Gabo also turned his medical half-knowledge into science fiction. In One Hundred Years of Solitude, a doctor saves the life of Colonel Aurelio Buendía by pulling iodine-covered lace through a bullet hole that had gone right through his chest. Another character, Fernanda del Carpio, corresponds with "invisible doctors' or "telepathic surgeons." Her hallucinations are diagnosed as originating in her uterus, then her intestines.
In The General in His Labyrinth, the novelist describes the ageing 19th century liberator Simon Bolívar as skeptical of doctors who "trade in people's pain." The Bolívar character prefers to use a compendium of home remedies, Donostierre's La Médecine à votre manière.
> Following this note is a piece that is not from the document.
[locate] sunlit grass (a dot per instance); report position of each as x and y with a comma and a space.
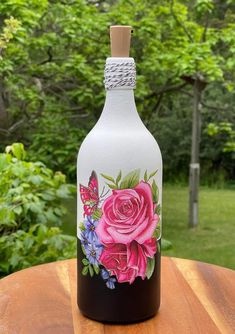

Love in the Time of Cholera was first published in 1985
García Márquez's tense relationship with medicine has been an object of study. Carlos Jáuregui wrote a paper for the University of Pittsburgh caleld Enfermedad, diagnósticos y pócimas en Macondo: Lectura de la práctica médica en Cien años de soledad (Illness, Diagnostics and Potions: A Reading of Medical Practice in One Hundred Years of Solitude). And psychiatrist Álex González Grau wrote an entire a book on the subject: Los locos de Macondo(2012).
Distrustful to the end, one of Gabo's last concerns was that his doctor and immediate family certify that he was indeed dead before he was cremated. On April 17, 2014, Jorge Oseguera Moguel — the Mexican physician who took care of García Márquez during the final years of his life — was careful to honor that request.